Após o exército aparentar ter estabelecido controle sobre o norte de Gaza no final do ano passado, a guerra entrou em uma fase menos intensa. Cerca de metade dos 50 mil soldados estacionados no norte de Gaza durante o auge da campanha em dezembro foram retirados pelos generais, e mais retiradas são esperadas até o final de janeiro. Isso criou um vácuo de poder no norte, permitindo que os combatentes do Hamas e autoridades civis tentassem retomar a autoridade, surpreendendo israelenses que esperavam a completa derrota do Hamas na região.

Na terça-feira, militantes do Hamas no norte de Gaza dispararam cerca de 25 foguetes contra o espaço aéreo israelense, frustrando aqueles que esperavam que, após meses de guerra, as capacidades de lançamento de foguetes do Hamas fossem destruídas.
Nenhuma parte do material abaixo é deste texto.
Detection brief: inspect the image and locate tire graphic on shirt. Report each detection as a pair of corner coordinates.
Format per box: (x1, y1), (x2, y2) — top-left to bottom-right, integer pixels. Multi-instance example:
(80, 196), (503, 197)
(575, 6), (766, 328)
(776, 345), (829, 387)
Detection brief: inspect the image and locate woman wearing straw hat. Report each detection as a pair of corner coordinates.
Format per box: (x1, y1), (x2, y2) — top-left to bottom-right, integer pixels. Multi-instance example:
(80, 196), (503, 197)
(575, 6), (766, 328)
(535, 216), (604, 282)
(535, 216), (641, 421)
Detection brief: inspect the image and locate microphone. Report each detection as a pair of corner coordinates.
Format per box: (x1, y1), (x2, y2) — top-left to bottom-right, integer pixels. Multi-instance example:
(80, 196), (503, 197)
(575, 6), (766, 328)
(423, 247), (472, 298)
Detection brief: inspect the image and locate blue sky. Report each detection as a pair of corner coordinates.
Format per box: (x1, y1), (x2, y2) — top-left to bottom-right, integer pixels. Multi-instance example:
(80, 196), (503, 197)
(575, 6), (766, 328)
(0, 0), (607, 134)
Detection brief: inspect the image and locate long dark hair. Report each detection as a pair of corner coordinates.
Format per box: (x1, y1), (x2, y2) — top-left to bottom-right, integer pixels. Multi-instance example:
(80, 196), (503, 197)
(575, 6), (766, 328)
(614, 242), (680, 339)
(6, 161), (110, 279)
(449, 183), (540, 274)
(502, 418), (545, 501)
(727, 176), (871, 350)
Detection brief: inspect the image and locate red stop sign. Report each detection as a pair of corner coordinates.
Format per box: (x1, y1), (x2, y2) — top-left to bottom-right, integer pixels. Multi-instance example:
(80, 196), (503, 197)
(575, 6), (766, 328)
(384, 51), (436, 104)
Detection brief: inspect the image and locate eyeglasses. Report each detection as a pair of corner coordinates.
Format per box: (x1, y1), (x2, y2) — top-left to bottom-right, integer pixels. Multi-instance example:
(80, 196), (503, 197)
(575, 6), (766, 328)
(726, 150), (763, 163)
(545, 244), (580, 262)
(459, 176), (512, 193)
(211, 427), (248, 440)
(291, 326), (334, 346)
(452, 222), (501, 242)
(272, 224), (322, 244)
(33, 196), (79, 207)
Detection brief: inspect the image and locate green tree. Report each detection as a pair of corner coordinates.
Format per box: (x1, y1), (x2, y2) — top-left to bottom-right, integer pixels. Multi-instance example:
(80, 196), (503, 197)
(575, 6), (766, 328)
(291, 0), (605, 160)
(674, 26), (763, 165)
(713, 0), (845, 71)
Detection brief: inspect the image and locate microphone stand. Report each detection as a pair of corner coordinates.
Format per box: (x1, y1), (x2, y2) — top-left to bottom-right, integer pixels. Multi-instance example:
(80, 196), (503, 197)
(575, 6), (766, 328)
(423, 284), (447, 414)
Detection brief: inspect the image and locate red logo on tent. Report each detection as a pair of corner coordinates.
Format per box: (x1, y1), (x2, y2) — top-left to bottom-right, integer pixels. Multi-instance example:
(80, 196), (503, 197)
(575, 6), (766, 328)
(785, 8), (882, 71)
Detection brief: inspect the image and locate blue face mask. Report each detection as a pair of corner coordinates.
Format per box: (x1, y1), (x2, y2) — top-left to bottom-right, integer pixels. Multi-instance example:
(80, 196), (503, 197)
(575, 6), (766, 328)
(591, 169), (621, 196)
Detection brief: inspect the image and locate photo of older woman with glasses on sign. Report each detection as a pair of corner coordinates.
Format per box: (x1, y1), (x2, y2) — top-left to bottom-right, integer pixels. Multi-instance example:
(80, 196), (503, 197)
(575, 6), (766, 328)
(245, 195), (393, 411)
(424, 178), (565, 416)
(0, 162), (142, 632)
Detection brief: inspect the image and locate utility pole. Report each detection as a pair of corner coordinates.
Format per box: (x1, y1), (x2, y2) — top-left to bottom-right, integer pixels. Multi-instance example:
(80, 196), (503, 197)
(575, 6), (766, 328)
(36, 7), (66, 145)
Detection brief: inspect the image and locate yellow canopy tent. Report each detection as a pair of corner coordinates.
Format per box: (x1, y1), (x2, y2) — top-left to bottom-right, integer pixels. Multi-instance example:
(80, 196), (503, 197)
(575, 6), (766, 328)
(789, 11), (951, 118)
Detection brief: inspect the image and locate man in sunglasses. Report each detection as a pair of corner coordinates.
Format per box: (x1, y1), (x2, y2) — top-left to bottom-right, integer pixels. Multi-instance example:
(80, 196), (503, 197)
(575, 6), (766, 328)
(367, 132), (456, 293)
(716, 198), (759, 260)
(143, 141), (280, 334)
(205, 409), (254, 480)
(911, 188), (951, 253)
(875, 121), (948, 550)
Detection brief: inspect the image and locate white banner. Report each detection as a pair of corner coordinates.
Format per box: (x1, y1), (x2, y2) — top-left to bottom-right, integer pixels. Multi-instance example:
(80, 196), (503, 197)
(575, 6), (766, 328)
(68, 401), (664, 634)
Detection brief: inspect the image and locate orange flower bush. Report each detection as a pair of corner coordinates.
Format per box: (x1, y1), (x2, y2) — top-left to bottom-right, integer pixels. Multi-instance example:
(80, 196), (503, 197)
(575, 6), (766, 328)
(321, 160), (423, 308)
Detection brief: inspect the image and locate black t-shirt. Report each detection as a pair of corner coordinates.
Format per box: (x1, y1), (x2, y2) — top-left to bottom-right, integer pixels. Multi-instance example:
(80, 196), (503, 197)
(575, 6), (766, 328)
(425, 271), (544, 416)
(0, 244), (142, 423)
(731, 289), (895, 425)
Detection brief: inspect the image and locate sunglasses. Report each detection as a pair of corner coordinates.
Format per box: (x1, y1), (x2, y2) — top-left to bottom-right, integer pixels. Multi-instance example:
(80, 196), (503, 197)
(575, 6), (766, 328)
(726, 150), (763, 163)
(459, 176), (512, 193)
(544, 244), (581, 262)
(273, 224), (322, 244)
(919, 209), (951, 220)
Nos últimos dias, agentes da polícia e assistentes sociais do governo liderado pelo Hamas ressurgiram em Gaza City e Beit Hanoun, tentando manter a ordem diária e restaurar alguns serviços de assistência social, de acordo com um alto funcionário israelense que falou anonimamente para discutir um assunto delicado.

Os principais líderes do Hamas em Gaza, incluindo Sinwar, Mohammad Deif e Marwan Issa, continuam foragidos.

Alguns políticos israelenses argumentam que aplicar mais força poderia derrotar o Hamas e resgatar reféns de forma mais rápida, mesmo forçando o grupo a liberar prisioneiros sem um cessar-fogo permanente. Danny Danon, um destacado legislador do partido Likud de Netanyahu, expressou a opinião de que deveriam intensificar a pressão, considerando uma mudança de abordagem.

No entanto, analistas militares discordam, afirmando que mais força teria pouco impacto. O Dr. Krieg observou que se trata de uma guerra praticamente invencível, sugerindo que em situações assim, as partes geralmente reconhecem a inviabilidade e se retiram, algo que o Hamas ainda não fez.

Apesar disso, Netanyahu defende a continuidade da guerra, alegando que é possível alcançar todos os objetivos de Israel e rejeitando a ideia de interromper o conflito antes de atingir esses objetivos, argumentando que isso transmitiria uma mensagem de fraqueza.